In his message, Cardinal Turkson said the pandemic “has intensified long-standing social problems,” especially unequal access to health care.

“The impact of the pandemic has been harshest on the most vulnerable communities, who are most exposed to the disease with less chances of having access to quality health care services,” he said.

The pandemic, the cardinal explained, “has widened the large gap between countries that are more advantaged and those with less,” a gap that continues despite condemnation “on several occasions by various institutions.”

“There are unacceptable disparities and inequalities that deny health to a large part of the population in the ‘peripheries of the world,'” Cardinal Turkson wrote.

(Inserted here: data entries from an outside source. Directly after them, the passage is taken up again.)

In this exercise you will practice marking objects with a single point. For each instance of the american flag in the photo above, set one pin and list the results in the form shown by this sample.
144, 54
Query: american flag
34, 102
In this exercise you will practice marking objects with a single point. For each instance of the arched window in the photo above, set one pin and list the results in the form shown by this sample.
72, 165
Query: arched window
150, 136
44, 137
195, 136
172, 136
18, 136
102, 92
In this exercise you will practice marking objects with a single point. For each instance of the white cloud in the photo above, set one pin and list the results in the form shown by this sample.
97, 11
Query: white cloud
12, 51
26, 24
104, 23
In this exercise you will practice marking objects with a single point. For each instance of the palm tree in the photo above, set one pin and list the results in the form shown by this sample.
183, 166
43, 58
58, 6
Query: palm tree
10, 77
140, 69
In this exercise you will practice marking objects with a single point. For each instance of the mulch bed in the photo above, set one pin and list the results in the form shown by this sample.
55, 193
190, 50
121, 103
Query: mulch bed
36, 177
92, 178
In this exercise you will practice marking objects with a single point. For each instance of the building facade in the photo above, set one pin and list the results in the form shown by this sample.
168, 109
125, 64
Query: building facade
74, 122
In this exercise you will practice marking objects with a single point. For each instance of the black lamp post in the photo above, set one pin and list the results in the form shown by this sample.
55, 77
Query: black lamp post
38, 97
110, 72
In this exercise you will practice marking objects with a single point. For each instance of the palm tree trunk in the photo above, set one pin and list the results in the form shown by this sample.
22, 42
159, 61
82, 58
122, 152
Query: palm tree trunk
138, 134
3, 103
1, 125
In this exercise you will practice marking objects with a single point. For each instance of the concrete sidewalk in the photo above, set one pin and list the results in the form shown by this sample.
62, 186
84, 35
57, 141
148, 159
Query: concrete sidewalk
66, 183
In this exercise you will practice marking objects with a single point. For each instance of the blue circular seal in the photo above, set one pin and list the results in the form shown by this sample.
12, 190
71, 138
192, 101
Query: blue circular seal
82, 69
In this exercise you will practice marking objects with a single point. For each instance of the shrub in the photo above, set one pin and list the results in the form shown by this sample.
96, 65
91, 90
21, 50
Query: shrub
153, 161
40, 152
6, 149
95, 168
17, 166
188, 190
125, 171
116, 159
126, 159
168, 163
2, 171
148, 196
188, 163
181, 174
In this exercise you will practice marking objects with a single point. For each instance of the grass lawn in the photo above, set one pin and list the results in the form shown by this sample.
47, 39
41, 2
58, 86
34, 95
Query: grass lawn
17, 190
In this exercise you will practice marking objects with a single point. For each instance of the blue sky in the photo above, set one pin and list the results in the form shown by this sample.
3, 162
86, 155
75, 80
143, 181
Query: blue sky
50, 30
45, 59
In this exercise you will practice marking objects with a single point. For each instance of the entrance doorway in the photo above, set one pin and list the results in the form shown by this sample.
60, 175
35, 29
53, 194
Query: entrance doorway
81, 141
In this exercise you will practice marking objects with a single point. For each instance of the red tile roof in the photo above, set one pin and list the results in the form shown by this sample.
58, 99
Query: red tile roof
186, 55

He also said an integral view of health that takes into account “physical, psychological, intellectual, social, cultural and spiritual dimensions of the person” can ensure the creation of “more equitable and more just health systems.”

“Acquiring this integral view allows us to understand that ensuring that everyone receives the necessary health care is an act of justice, that is, giving the person what is in his or her right,” he said.

Furthermore, the cardinal said, a healthier world can be achieved if humanity “rediscovers the sense of mutual interdependence.”

“In true fraternity, individualism and selfishness can be defeated by the reaffirmation that only the search for the good of all can lead to good for me,” he said. “The pandemic, in particular, has taught us that health is a common good so that by protecting one’s own health, the health of the other and of the entire community are protected as well.”

Cardinal Turkson also urged greater care for mental health, which is being “severely put to the test in this pandemic period,” especially for those on the front lines of the current health crisis.

“We must necessarily take urgent care of those who have taken care of us,” he said. “Those who govern as well as economic and health policymakers have a responsibility to ensure better working conditions for health care workers.”